Вот почему, выступая с этой книгой и оговаривая, что же я попытался сделать, мне следует показать и то, чем ныне не должна быть историческая биография. Ибо именно эти «не» заставили меня в этой особенно сложной сфере вновь прибегнуть к моим методам исторического исследования, а здесь они предстают видоизмененными нагляднее, чем где бы то ни было.
В силу моих профессиональных особенностей я привык иметь дело с глобальной историей, и потому меня сразу поразило то, что биография превращает своего героя (в этом я согласен с II. Тубером) в «глобализующий» объект, вокруг которого организуется все поле исследования. Ибо какой предмет больше и лучше, чем герой, кристаллизует вокруг себя все свое окружение и все сферы, которые выкраивает историк из поля исторического знания? Людовик Святой оставил след и в экономике, и в обществе, и в политике, и в религии, и в культуре; он участвовал во всех этих областях, осмысляя их особым образом, который историк должен проанализировать и объяснить, — пусть даже поиск интегрального сознания того или иного индивидуума останется «утопическим поиском». И правда, более чем для какого-либо иного предмета исторического исследования, в данном случае надо уметь учитывать пробелы, лакуны, коими полнятся документы, подавляя в себе желание восстановить то, что скрывается за молчанием Людовика Святого или за умолчаниями о нем, за прерывистостью и разъемами, разрывающими видимость цельности жизни. Но биография — не просто собрание всего, что можно и должно знать о каком-либо персонаже.

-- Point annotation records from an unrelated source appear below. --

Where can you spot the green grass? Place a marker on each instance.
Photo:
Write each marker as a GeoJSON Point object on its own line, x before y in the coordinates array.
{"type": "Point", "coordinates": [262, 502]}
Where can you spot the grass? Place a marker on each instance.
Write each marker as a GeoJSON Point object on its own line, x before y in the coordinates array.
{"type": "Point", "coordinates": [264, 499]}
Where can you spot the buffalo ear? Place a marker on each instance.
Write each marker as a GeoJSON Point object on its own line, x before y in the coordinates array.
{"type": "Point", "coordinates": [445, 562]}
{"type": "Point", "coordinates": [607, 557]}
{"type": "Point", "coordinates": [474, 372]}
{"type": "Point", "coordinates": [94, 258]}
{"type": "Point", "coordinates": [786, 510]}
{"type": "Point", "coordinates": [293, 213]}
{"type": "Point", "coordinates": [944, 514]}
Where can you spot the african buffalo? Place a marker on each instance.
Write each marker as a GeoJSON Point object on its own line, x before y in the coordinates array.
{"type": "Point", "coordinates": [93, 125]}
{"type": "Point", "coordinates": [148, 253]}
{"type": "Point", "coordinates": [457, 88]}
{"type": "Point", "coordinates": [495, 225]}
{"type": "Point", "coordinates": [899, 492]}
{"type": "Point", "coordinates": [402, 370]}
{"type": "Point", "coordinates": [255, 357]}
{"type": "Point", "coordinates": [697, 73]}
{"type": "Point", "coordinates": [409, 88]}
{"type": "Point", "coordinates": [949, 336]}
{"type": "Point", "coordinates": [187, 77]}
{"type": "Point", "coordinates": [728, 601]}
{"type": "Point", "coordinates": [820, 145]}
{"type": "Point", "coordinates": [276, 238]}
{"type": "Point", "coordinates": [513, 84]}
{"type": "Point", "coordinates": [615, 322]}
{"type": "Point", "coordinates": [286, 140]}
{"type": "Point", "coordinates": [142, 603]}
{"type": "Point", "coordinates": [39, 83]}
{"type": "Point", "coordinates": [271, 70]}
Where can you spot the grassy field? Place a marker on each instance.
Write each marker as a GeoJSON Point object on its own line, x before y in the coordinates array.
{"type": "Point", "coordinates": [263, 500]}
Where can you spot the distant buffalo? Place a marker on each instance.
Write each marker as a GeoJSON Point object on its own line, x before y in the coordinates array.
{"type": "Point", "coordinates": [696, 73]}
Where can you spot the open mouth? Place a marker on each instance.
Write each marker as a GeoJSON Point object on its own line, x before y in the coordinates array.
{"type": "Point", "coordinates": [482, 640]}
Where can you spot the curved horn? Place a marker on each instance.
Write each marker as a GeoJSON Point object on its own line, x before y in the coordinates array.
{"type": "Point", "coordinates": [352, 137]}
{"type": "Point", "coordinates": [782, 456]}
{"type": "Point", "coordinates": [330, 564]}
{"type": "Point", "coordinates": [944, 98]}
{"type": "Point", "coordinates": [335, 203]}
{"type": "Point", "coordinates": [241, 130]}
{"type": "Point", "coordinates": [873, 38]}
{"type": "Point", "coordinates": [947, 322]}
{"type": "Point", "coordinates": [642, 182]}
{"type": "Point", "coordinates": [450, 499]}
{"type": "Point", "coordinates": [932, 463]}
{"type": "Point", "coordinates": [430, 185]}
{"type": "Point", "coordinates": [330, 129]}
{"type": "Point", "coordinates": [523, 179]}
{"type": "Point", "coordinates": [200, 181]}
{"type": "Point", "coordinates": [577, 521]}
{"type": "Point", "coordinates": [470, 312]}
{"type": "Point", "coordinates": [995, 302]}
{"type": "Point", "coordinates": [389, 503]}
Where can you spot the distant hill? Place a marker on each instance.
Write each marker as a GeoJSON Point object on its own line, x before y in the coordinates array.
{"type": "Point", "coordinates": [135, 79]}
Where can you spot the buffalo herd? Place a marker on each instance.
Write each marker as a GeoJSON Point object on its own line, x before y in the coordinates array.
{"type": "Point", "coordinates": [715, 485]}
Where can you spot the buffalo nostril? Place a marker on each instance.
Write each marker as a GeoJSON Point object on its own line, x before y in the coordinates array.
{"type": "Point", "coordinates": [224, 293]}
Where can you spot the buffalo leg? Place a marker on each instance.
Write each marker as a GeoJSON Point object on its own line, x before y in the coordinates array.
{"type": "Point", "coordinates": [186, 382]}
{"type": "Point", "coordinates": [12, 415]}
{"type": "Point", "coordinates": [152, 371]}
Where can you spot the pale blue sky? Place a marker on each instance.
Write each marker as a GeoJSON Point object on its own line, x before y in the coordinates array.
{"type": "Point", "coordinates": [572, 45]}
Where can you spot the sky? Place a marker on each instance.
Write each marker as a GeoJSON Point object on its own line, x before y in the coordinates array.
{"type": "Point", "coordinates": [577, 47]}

Если персонаж «глобализует» таким образом некую сумму разнохарактерных явлений, то вовсе не потому, что он более «конкретен» по сравнению с прочими объектами историка. К примеру, не зря отказались от ложного противопоставления «ложного конкретного» биографии и «ложного абстрактного» политической истории. Но биографический жанр более других исторических жанров нацелен на то, чтобы произвести «впечатление реальности». Именно это сближает его с жанром романа. Это «впечатление реальности» создается не только стилем, не только тем, как историк пишет. Историк должен уметь благодаря знанию источников и времени жизни его персонажа придать самим документам с помощью «соответствующего демонтажа» «впечатление реальности», в достоверность которой можно поверить. Или, проще говоря, очистить эти документы, чтобы они смогли явить то, что создает убедительную картину исторической реальности. Мы увидим, что Людовику Святому повезло с одним незаурядным свидетелем, Жуанвилем, который зачастую нашептывает историку: «О да! Вот он, вот «подлинный» Людовик Святой!» И все же историк должен оставаться начеку.
В общем, он решает покориться главному средству убеждения: убедительности документального материала, который диктует ему перспективы и границы его вопросника. Этим он отличается от романиста, даже если этот последний занимается сбором информации о достоверности того, что думает описать. И вот оказывается, что Людовик Святой (как и Франциск Ассизский) — герой ХIII века, о котором нам больше всего известно из первых рук, ибо он — король, ибо он — святой. История повествовала в основном о великих и долгое время интересовалась ими только как индивидуумами. Это особенно верно для Средних веков. Но кажущиеся преимущества досье Людовика Святого изрядно умеряются сомнениями историка по части надежности этих источников, ибо они более остальных способны если не оболгать, то, по крайней мере, представить вымышленного, призрачного Людовика Святого.
Первое соображение касается качества и задач, стоявших перед старинными биографами Людовика; ведь почти все они, во всяком случае самые крупные, были агиографами. Они не просто имели намерение превратить его в святого короля, — нет, они хотели создать короля и святого в духе идеалов тех идеологических групп, от лица которых они выступали. Таким образом, существует Людовик Святой новых нищенствующих монашеских орденов (доминиканцев и францисканцев) и Людовик Святой бенедиктинцев королевского аббатства Сен-Дени: для первых он был прежде всего святым нищенствующим монахом, а для вторых — образцом «национального» короля. Совсем иначе трактуют образ короля литературные источники. Это преимущественно жития ( Vitae ) святых, написанные на латинском языке. Ведь литература Средневековья делится на жанры, подчиняющиеся правилам. Агиографический жанр, даже если эволюция понятия святости в XI веке предоставила ему чуть больше свободы, все же полнится стереотипами. Не является ли Людовик Святой наших источников всего лишь набором общих мест? Я был обязан посвятить весь центральный раздел моего исследования оценке достоверности этих источников, изучению условий производства ( production ) памяти о Людовике Святом в ХIII — начале XIV века, не только используя классические методы критики источников, но и более радикально — как систематическое производство памяти. Мне пришлось задать вопрос: возможно ли добраться через эти источники до Людовика Святого, которого можно было бы назвать «подлинным», подлинно историческим?